“España es una potencia gastronómica llena de restaurantes con estrellas Michelin. Y Château de Beaucastel es un vino muy gastronómico”. Así explicaba Thomas Perrin, miembro de la quinta generación de la familia que convirtió esa bodegas y esas viñas en una firma legendaria, la convocatoria de una cata dedicada en exclusiva a sus vinos organizada por el Salón Gourmets.
Ocho tintos, cinco de la denominación de origen Châteauneuf-du-Pape y tres de la cercana Gigondas, fueron relatando su pasado. Trayectorias que dan un giro sorprendente cuando hace ya setenta años Jacques Perrin -abuelo de los actuales propietarios y a quien ahora varios tintos rinden homenaje- abraza la agricultura biológica a la que más tarde se añadirán matices biodinámicos.
El estilo creado por ese precursor incluye la utilización de las catorce variedades autorizadas en la denominación y la decidida apuesta por la monastrell, mayoritaria en sus viñedos de Châteauneuf-du-Pape. El mismo acento que se escucha en Gigondas donde reina la garnacha, aunque ninguna de las dos variedades hayan sido siempre tan apreciadas en su país de origen como allí.
El mistral, un viento cuya violencia es capaz de eliminar de las uvas los restos de lluvia, y la ausencia de sabores pronunciados a madera gracias a las crianzas en foudres de cinco mil litros, completan su forma de entender la enología y el respeto a la naturaleza. Es posible que supongan también una invitación a reflexionar sobre cómo están elaborados unos vinos que se encuentran entre los mejores de Francia.

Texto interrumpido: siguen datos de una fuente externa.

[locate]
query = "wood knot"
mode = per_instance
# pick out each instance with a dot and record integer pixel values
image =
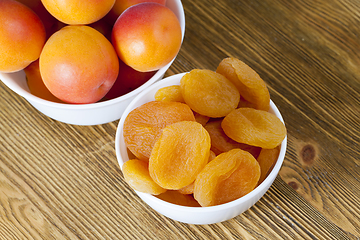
(308, 154)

El final de la historia lo escriben la delicadeza de los aromas, la intensidad y pureza de sus sabores y una complejidad pocas veces alcanzada. Vinos de muy larga vida que se mantienen en perfecto estado veinte, treinta o más años después de ser creados. Y que en cosechas excepcionales como la de 2016 permiten poner unas cuantas botellas en el mercado por las que se podría pagar lo que pidieran. Aunque quizá sea mejor no preguntar cuánto cuestan.